Perubahan Struktur di Dalam OpenAI dan Tanggung Jawab Baru
OpenAI Foundation memegang 26 persen saham ekuitas di OpenAI Group PBC, sebuah langkah strategis yang memungkinkan pengelolaan yang lebih baik. Dengan demikian, OpenAI dapat berfokus pada misi utamanya yang berorientasi pada penelitian dan penyelesaian masalah kompleks yang dihadapi manusia.
Microsoft menjadi investor utama dengan nilai saham mencapai USD 137 miliar, yang memberikan mereka sekitar 27 persen kepemilikan di OpenAI Group. Investasi ini merupakan langkah penting dalam memperkuat hubungan mereka dan menegaskan komitmen bersama untuk penelitian dan pengembangan AI.
Dalam siaran langsung yang diadakan oleh kedua perusahaan, CEO OpenAI, Sam Altman, dan Kepala Ilmuwan, Jakub Pachocki, menjelaskan visi di balik restrukturisasi ini. Ke depan, mereka bertekad untuk mengejar tujuan ambisius dalam pengembangan teknologi AI, yang dapat membawa manfaat besar bagi umat manusia.
Ketentuan Baru dalam Kemitraan Strategis Antara OpenAI dan Microsoft
Keberadaan OpenAI sebagai model AI terdepan bagi Microsoft memperkuat posisi mereka di industri teknologi. Microsoft memperoleh hak atas kekayaan intelektual dan eksklusivitas API Azure, yang memungkinkan mereka untuk menggunakan teknologi OpenAI secara maksimal hingga batas waktu yang ditentukan.
Terdapat beberapa ketentuan baru dalam kemitraan ini yang perlu dicermati. Salah satunya adalah perluasan hak kekayaan intelektual Microsoft sampai tahun 2032 untuk model dan produk yang dikembangkan setelah pencapaian kecerdasan umum.

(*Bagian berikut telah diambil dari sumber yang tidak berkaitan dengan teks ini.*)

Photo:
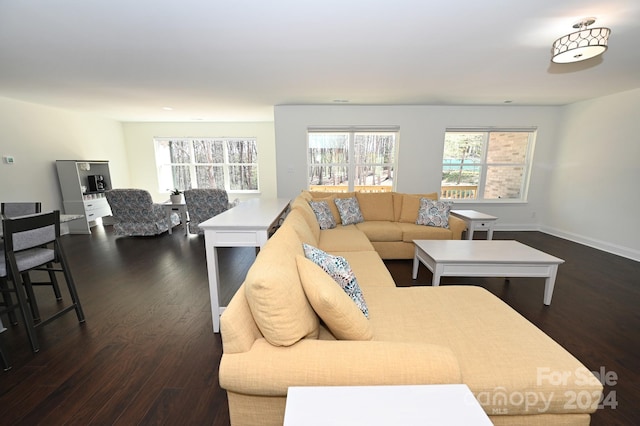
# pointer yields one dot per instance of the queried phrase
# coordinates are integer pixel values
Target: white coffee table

OpenAI juga diizinkan untuk mengembangkan produk dengan pihak ketiga, meningkatkan kemungkinan kolaborasi dalam inovasi. Sementara itu, hak Microsoft tidak mencakup perangkat keras konsumen, yang tetap menjadi wilayah pengembangan tersendiri bagi OpenAI.
Peta Jalan Ambisius Menuju Kecerdasan Super dan Inovasi Penemuan Ilmiah
OpenAI berkomitmen untuk mencapai kecerdasan super, sebuah konsep yang menggambarkan AI yang melampaui kapasitas kognitif manusia. Target tersebut mencakup bukan hanya pemecahan masalah kompleks, tetapi juga inovasi dalam bidang kreativitas dan pemahaman emosional.
Dalam peta jalan mereka, OpenAI Foundation dan OpenAI Group berkolaborasi untuk menangani tantangan yang muncul akibat kemajuan AI. Ini mencakup misi untuk menciptakan solusi yang aman dan berkelanjutan untuk permasalahan global yang mendesak.
Dengan tujuan menjadikan AI sebagai alat yang dapat dimanfaatkan secara universal, mereka bertekad untuk memperkuat kerja sama internasional dan ketahanan global. Selain itu, mereka ingin mendorong penemuan ilmiah yang dapat bermanfaat bagi masyarakat luas, membuat kemajuan teknologi lebih inklusif.